Quality sleep is that elusive beast. We’re all craving it, we all want it regularly, but we’re certainly not all getting enough of it. A 2021 survey* conducted by Philips in 13 countries across the world revealed that while we’re becoming increasingly educated about the importance of sleep on our health, we’re still not able to achieve the quality of sleep we’re seeking.
And who can blame us, given all the stress and uncertainty caused by the recent pandemic? The survey also revealed that 70% of adults experienced sleep challenges since the beginning of the pandemic, with women being affected worse than men.
And the other culprit, besides Covid-19? Our phones. Cellphone usage in bed has jumped from 74% in 2020 to 84% in 2021, with 46% saying that the last thing they look at before falling asleep is those shining rectangular screens. This is clearly having a detrimental effect on our sleeping patterns.
Why is sleep so important though? We can all vouch for the short-term effects of bad sleep which include lack of ability to focus, short-temperedness and fatigue the next day. But sleeping badly for prolonged periods can have much more serious consequences on our physical and mental health too, resulting in issues such as:
- Heart disease
- High blood pressure
- Poor memory
- A weakened immune system
- Poor balance
- Low sex drive or libido
- Weakened or bad skin
Getting better sleep clearly has a positive impact on your health and wellbeing, which can have a domino effect on expenses like your medical aid, whether you’re with Fedhealth or another. It’s obvious that sleeping properly can not only improve our quality of life (and perhaps save us money), but what proactive steps can we take to improve it? Try these as a start:
- Establish a routine. The number one tip given by many sleep authorities and organisations is to stick to a routine each night, starting about 30-60 minutes before you climb between those sheets. Performing the same activities each night tells your brain that it will soon be shutting down and resting (us humans are animals after all, and we follow cues just the same way). As far as possible, stick to a similar bedtime, put away the screens, sip on a warm drink (no caffeine or alcohol) or take a warm bath, and either listen to music or read a book. You could also try breathing exercises and stretching.
- Create the right environment. As you get older, you may find you wake more easily, so pay attention to noise and light. Install block out blinds if streetlights are bothering you, sleep with earplugs if traffic or other noise is an issue, and check that your room is not too warm. You may also consider investing in a better bed, mattress or linen, as all of these factors can contribute to a more restful night.

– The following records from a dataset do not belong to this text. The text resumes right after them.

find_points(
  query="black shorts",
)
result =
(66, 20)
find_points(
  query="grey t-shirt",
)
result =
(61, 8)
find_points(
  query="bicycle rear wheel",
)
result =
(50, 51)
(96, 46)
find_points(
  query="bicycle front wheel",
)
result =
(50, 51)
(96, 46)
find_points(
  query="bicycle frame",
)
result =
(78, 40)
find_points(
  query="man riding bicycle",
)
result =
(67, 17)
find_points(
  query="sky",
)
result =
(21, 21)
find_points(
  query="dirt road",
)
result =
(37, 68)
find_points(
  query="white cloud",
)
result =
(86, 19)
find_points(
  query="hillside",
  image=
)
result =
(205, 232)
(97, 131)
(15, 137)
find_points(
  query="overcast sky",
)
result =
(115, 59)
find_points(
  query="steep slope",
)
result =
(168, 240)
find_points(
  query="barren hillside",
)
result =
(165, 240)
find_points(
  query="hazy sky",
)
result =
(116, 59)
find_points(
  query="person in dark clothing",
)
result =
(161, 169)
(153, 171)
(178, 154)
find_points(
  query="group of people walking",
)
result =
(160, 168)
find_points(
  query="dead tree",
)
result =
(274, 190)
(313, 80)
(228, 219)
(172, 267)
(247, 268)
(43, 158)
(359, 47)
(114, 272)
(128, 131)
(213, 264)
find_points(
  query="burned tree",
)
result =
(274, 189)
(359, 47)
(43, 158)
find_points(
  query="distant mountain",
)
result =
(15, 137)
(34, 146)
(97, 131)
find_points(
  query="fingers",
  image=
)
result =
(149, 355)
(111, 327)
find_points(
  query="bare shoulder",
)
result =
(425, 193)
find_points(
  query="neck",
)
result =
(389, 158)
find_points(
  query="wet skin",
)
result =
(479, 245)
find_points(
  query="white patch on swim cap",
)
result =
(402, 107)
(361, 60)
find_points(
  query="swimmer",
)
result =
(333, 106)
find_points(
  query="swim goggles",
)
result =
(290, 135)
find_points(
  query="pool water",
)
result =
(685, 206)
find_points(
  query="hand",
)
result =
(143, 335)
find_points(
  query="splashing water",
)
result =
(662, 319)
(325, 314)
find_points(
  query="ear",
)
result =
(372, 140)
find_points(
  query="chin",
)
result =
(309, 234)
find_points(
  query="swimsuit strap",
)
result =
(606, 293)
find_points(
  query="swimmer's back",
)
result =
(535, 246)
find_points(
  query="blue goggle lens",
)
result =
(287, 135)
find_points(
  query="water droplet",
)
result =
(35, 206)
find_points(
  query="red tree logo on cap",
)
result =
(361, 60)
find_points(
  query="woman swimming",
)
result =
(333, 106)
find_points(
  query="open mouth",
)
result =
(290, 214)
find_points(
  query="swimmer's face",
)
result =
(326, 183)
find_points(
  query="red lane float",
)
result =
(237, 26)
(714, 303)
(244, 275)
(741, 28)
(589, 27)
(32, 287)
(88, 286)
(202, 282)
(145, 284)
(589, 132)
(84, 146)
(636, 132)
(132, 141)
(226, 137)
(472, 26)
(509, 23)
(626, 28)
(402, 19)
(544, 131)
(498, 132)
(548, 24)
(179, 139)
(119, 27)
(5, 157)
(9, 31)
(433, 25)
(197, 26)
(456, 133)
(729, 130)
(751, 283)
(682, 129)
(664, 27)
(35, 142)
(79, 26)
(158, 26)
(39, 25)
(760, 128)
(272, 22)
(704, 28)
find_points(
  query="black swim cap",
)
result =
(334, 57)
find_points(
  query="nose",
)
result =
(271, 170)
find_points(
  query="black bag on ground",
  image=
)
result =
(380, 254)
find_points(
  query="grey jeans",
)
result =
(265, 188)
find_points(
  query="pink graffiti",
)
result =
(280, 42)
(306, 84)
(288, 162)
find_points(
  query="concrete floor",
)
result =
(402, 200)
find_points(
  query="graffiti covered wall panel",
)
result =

- Make time for movement. Ensuring you’re moving during the day, whether it’s doing an exercise class, going for a walk, or even just climbing the stairs instead of a lift can help you relax more easily and have a better rest at night. Just don’t leave it too late: a 2018 study by Sports Medicine found that you should avoid vigorous exercise at least an hour before bedtime in order to reap the benefits.
- Confront your stressors. Bad sleep is often a symptom of deeper issues, such as money or relationship problems, job worries or specific mental health issues such as anxiety. While talking about your problems with others can help, as can trying various stress management techniques, you should certainly see a medical professional if these problems can’t be resolved.
Sleep is one of the most important factors in a balanced and healthy life – but it can be difficult to achieve. By adopting a few small habits in your day-to-day routine, you can set yourself up for a quality night’s rest that has a positive knock-on effect on every other area of your life.